Mike Postle told the poker world nearly a year ago that he would release evidence that he didn’t cheat during live-streamed cash game episodes of Stones Live. But he’s never presented that supposed evidence publicly. As such, much of the poker community assumes he cheated players out of hundreds of thousands of dollars.
Instead of disclosing the evidence he claims to have, the Northern California poker pro may have decided to use Twitter as a means for defending his alleged cheating behavior. More specifically, he could be either running multiple pro-Postle Twitter accounts or have friends who are helping him out. He also has the defense backing of a site he used to work for — Rounder Life.
Postle affiliated Twitter accounts
Postle originally posted under the Twitter account @Mike_Postle. But he hasn’t tweeted under that account since September 30, 2019, a day after Veronica Brill accused him of cheating. In his last post, he mentioned he didn’t have time to go through countless hours of footage to prove his innocence.
Sorry I can’t go through 500+ hours of footage alone on just a cell phone. But you’ve made it clear who’s side you’re on already. We get it.
— Mike (@Mike_Postle) October 1, 2019
However, Postle may not have been absent from Twitter the past year. In fact, he may be quite active. There are a few additional accounts that could be either his personal accounts or run by a friend or family member. The first is @poker_thug, which conveniently joined Twitter just days after the cheating allegations came to light.
Posts under that account are mostly attacks on those who accused Postle of cheating (i.e, Brill and Marle Cordeiro), or strange bot-like off-topic responses defending Postle in a thread that isn’t about him, such as this:
No I’m not Postle!
I’m reaching to u bcuz ur the one that inspired me in my research. Like u, I felt there were better & less abrasive roads to take to give consideration to the player & the venue than @Joeingram1.
I’d compiled my evidence, report it & catch him red handed.
— Poker Derelict (@poker_thug) August 31, 2020
This “Poker Derelict” account also frequently retweets another suspicious account — @PokerHeroes1. You’ll notice much of the same type of content from @PokerHeroes1 as @poker_thug. Both accounts relentlessly defend Postle. And there’s also one other similarity between them — they often use the word “we” when referring to themselves.
Word on the street is it's is full of exciting exploits w/ former boy toys @WizardOfAzaan @JonathanLittle @bjackson2718 @TuckonSports @Fattrain @TheJake427 @PLOcoin @alexpokerguy pic.twitter.com/rXbNwxEwx8
— PokerHeroes (@PokerHeroes1) August 28, 2020
Both Twitter users, who are potentially the same person (Postle?), attack the most vocal Postle accusers and relentlessly defend the accused poker cheater. For example, in the following post, you’ll notice a bold claim from “Poker Derelict”:
Is the poker community really looking for proof though?

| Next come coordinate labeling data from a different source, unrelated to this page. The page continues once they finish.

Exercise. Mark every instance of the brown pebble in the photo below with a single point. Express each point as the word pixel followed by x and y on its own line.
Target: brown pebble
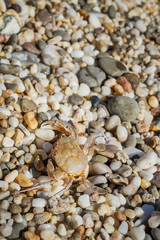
pixel 31 236
pixel 31 47
pixel 124 83
pixel 44 16
pixel 120 216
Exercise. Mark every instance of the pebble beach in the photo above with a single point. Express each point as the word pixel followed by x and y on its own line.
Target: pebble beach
pixel 96 63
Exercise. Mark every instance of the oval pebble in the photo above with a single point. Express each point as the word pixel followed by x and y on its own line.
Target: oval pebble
pixel 147 161
pixel 45 134
pixel 11 176
pixel 122 133
pixel 96 168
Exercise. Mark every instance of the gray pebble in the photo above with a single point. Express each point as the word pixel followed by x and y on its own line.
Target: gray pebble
pixel 9 69
pixel 98 179
pixel 28 105
pixel 96 168
pixel 133 79
pixel 75 99
pixel 155 233
pixel 99 158
pixel 112 11
pixel 65 35
pixel 42 117
pixel 12 86
pixel 92 76
pixel 17 228
pixel 125 107
pixel 13 41
pixel 24 56
pixel 112 66
pixel 131 141
pixel 41 44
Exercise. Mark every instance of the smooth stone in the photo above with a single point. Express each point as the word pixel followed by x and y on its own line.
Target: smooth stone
pixel 131 141
pixel 133 79
pixel 137 233
pixel 24 56
pixel 112 66
pixel 125 107
pixel 75 99
pixel 27 105
pixel 9 69
pixel 44 17
pixel 111 11
pixel 148 160
pixel 13 41
pixel 52 55
pixel 17 228
pixel 155 233
pixel 92 76
pixel 99 158
pixel 112 123
pixel 64 34
pixel 42 117
pixel 98 179
pixel 96 168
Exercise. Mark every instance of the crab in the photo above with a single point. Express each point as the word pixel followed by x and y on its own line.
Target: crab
pixel 72 160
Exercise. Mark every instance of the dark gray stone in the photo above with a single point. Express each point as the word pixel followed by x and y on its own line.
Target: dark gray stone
pixel 125 107
pixel 65 35
pixel 92 76
pixel 9 69
pixel 112 66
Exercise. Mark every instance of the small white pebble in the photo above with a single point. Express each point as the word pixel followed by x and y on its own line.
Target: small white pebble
pixel 61 229
pixel 8 142
pixel 13 121
pixel 83 201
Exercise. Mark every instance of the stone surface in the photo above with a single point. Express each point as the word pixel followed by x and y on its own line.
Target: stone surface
pixel 126 108
pixel 112 66
pixel 92 76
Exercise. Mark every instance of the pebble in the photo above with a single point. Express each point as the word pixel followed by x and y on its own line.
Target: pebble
pixel 147 161
pixel 8 142
pixel 137 233
pixel 75 99
pixel 125 107
pixel 121 133
pixel 83 90
pixel 112 66
pixel 92 76
pixel 83 201
pixel 45 134
pixel 61 229
pixel 112 123
pixel 123 228
pixel 28 105
pixel 96 168
pixel 51 55
pixel 39 202
pixel 10 177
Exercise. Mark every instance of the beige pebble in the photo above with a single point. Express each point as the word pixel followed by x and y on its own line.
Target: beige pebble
pixel 153 102
pixel 122 133
pixel 23 181
pixel 145 183
pixel 30 120
pixel 129 213
pixel 11 176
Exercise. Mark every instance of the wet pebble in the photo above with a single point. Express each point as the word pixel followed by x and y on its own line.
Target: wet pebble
pixel 126 108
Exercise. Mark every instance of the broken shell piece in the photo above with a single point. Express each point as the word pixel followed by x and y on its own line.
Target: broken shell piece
pixel 8 20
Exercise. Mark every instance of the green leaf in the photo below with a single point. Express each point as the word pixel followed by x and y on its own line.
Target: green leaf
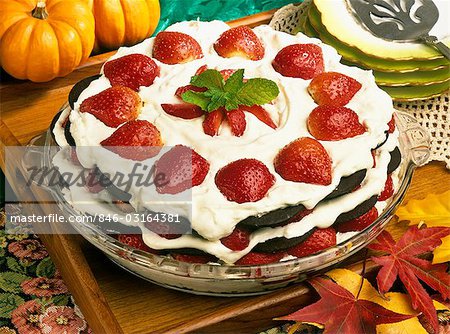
pixel 211 79
pixel 46 268
pixel 235 82
pixel 257 91
pixel 10 281
pixel 196 98
pixel 15 266
pixel 8 303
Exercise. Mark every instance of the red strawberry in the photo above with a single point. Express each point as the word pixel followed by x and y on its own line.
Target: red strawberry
pixel 240 41
pixel 135 140
pixel 236 120
pixel 391 125
pixel 260 113
pixel 254 258
pixel 113 106
pixel 182 168
pixel 131 71
pixel 320 239
pixel 244 180
pixel 299 61
pixel 334 123
pixel 135 241
pixel 183 110
pixel 332 88
pixel 304 160
pixel 212 122
pixel 193 258
pixel 237 240
pixel 388 190
pixel 359 223
pixel 176 48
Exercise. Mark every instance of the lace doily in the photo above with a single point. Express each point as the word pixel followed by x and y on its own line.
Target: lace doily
pixel 433 114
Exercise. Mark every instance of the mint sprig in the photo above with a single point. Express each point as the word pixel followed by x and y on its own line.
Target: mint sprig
pixel 230 93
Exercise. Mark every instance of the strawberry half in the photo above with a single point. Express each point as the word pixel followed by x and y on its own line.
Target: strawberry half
pixel 237 240
pixel 255 258
pixel 332 88
pixel 135 140
pixel 182 168
pixel 304 160
pixel 176 48
pixel 239 42
pixel 299 61
pixel 334 123
pixel 359 223
pixel 236 120
pixel 244 180
pixel 113 106
pixel 131 71
pixel 320 239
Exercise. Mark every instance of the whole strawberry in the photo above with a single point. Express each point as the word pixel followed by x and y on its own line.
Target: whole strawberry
pixel 182 168
pixel 332 88
pixel 334 123
pixel 241 42
pixel 132 71
pixel 176 48
pixel 135 140
pixel 304 160
pixel 299 61
pixel 244 180
pixel 113 106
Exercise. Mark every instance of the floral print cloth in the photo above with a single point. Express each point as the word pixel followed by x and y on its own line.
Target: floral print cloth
pixel 33 296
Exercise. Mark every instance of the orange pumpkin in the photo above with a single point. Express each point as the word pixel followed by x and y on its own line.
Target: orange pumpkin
pixel 41 40
pixel 124 22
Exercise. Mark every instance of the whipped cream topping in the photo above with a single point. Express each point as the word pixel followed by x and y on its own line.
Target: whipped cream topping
pixel 213 216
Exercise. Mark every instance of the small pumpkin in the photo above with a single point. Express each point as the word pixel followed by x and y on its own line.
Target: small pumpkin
pixel 41 40
pixel 124 22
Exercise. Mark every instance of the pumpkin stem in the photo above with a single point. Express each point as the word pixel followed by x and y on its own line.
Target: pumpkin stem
pixel 40 12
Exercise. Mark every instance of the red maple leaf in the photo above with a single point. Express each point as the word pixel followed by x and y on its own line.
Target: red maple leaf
pixel 403 262
pixel 341 312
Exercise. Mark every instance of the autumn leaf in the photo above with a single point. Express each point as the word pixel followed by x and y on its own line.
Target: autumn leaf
pixel 341 312
pixel 402 262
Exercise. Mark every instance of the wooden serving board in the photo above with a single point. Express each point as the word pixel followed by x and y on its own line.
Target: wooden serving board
pixel 114 301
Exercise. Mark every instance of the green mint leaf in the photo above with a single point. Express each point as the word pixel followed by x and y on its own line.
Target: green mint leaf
pixel 257 91
pixel 211 79
pixel 234 82
pixel 197 98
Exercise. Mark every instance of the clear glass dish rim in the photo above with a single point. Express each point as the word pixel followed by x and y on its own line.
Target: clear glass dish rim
pixel 168 265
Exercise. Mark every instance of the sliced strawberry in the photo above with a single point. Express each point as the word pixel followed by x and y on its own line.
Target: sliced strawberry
pixel 332 88
pixel 391 125
pixel 299 61
pixel 176 48
pixel 244 180
pixel 135 241
pixel 388 190
pixel 135 140
pixel 255 258
pixel 320 239
pixel 113 106
pixel 304 160
pixel 334 123
pixel 260 113
pixel 241 42
pixel 131 71
pixel 237 240
pixel 359 223
pixel 236 120
pixel 182 168
pixel 183 110
pixel 212 122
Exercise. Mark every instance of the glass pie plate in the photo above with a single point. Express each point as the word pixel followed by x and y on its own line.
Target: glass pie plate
pixel 234 280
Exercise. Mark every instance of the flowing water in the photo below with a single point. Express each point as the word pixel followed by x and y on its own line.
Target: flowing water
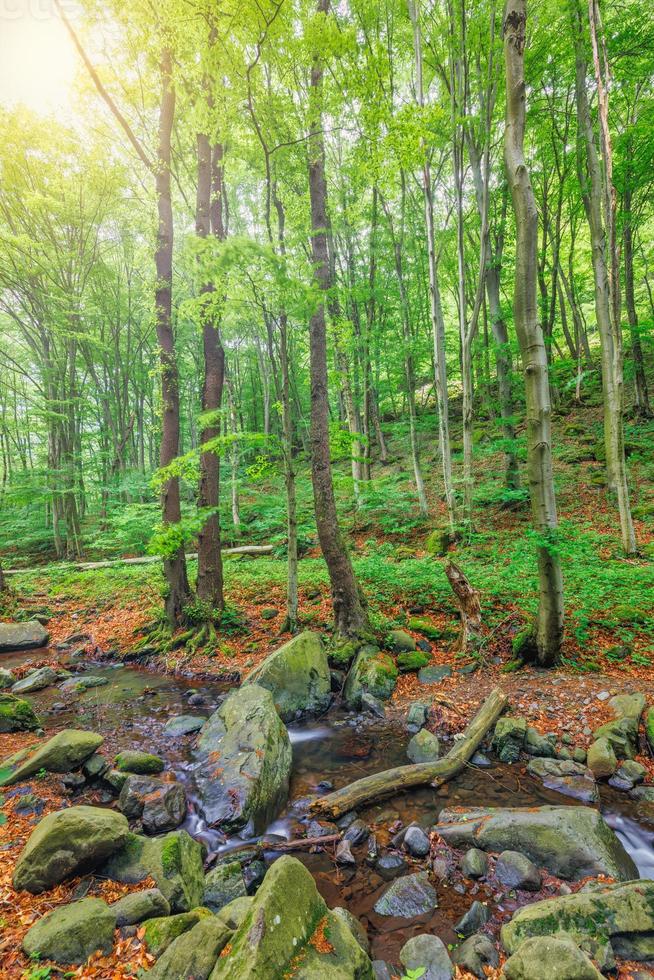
pixel 130 711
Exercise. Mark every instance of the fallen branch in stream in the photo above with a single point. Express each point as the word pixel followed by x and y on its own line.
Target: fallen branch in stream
pixel 391 782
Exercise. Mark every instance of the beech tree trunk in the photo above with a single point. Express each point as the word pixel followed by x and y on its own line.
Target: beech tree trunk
pixel 598 195
pixel 349 612
pixel 530 338
pixel 209 219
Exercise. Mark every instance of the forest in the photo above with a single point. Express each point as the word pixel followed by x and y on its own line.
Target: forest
pixel 327 489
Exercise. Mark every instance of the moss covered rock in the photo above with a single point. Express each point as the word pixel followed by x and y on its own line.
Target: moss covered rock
pixel 243 762
pixel 16 715
pixel 373 672
pixel 297 676
pixel 66 843
pixel 140 763
pixel 289 930
pixel 63 752
pixel 570 841
pixel 175 861
pixel 622 914
pixel 70 933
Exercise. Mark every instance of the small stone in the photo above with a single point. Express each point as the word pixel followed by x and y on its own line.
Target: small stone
pixel 416 841
pixel 514 870
pixel 474 863
pixel 475 918
pixel 430 954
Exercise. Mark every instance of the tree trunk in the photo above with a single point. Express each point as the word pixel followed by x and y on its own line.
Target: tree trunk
pixel 596 189
pixel 532 348
pixel 210 219
pixel 349 613
pixel 174 563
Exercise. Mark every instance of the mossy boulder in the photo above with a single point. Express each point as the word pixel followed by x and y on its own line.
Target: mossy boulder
pixel 621 914
pixel 550 958
pixel 570 841
pixel 297 675
pixel 222 885
pixel 175 861
pixel 70 933
pixel 372 672
pixel 22 636
pixel 194 953
pixel 140 763
pixel 290 930
pixel 160 932
pixel 64 752
pixel 67 843
pixel 17 715
pixel 414 660
pixel 243 763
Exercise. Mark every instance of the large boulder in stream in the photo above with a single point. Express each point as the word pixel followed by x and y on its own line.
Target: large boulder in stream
pixel 66 843
pixel 243 762
pixel 570 841
pixel 22 636
pixel 174 861
pixel 64 752
pixel 289 930
pixel 17 715
pixel 619 915
pixel 373 672
pixel 297 675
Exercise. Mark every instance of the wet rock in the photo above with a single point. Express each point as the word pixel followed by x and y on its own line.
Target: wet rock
pixel 567 777
pixel 161 932
pixel 474 919
pixel 63 752
pixel 601 759
pixel 22 636
pixel 222 885
pixel 357 832
pixel 416 841
pixel 139 906
pixel 297 676
pixel 66 843
pixel 141 763
pixel 434 675
pixel 548 958
pixel 160 806
pixel 243 762
pixel 183 725
pixel 509 737
pixel 538 745
pixel 372 705
pixel 284 915
pixel 408 897
pixel 35 681
pixel 175 861
pixel 389 866
pixel 70 933
pixel 194 953
pixel 475 954
pixel 514 870
pixel 621 914
pixel 416 717
pixel 423 747
pixel 17 715
pixel 475 863
pixel 430 953
pixel 373 672
pixel 571 841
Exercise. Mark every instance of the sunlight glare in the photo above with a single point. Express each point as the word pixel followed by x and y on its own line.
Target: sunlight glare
pixel 37 60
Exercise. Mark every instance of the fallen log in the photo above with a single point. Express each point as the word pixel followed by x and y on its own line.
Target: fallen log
pixel 391 782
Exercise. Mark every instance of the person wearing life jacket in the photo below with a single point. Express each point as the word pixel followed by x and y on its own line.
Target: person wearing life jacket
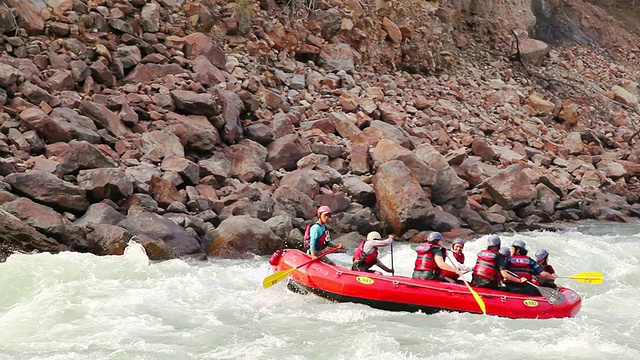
pixel 366 254
pixel 542 258
pixel 525 268
pixel 431 259
pixel 319 237
pixel 456 251
pixel 506 252
pixel 490 268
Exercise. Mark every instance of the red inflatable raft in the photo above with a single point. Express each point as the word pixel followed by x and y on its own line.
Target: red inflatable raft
pixel 401 293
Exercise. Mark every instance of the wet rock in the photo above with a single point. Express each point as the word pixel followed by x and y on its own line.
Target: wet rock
pixel 239 235
pixel 24 237
pixel 48 189
pixel 107 239
pixel 107 183
pixel 42 218
pixel 100 213
pixel 154 226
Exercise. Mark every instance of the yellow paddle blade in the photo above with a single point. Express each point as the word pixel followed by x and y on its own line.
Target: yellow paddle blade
pixel 276 278
pixel 477 297
pixel 587 277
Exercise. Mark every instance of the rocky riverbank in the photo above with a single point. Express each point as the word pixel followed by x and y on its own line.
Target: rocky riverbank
pixel 215 127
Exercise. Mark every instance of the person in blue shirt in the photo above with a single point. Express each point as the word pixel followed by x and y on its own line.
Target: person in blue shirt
pixel 319 237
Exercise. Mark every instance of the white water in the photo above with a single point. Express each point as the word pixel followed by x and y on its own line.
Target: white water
pixel 79 306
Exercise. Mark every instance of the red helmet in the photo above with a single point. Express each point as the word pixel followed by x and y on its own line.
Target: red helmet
pixel 323 209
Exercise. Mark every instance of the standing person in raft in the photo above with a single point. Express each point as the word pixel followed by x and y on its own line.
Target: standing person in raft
pixel 430 261
pixel 542 258
pixel 456 250
pixel 366 254
pixel 525 268
pixel 319 237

I’ve seen more BS thrown at people in poker than any other industry with zero proof! https://t.co/F7jdDcqfVq
— Poker Derelict (@poker_thug) August 13, 2020
The poker community spent countless hours watching old Stones Live streams to find evidence, and had very little trouble. Poker pros such as Joe Ingram, who shared dozens of hours of Stones Live episodes on his YouTube channel last year, uncovered hundreds of questionable hands played by Postle.
Media outlet hard at work defending Postle
Rounder Life isn’t a major poker publication. But it does have a moderate following. The site has a section devoted to Postlegate coverage. In each of the 15 or so articles related to the alleged poker cheater, the author defends Postle.
In one headline, Rounder Life made quite the bold claim, “Statistics in Postlegate Completely Fabricated.” Another headline read, “Reporter’s Error Lead to Misreported Facts in Postlegate.”
You may have looked over those articles and assumed Postle is affiliated in some way with Rounder Life. And your assumptions would be correct. Although Rounder Life’s Twitter account claims Postle has never worked for the site, nor has he ever been paid by them, a look at a 2008 Rounder Life magazine issue suggests otherwise.
On page 4 of the magazine, you’ll notice a section listing employees who helped contribute to its creation. Under the “Marketing & Promotions” section, you’ll see a familiar name — Mike Postle.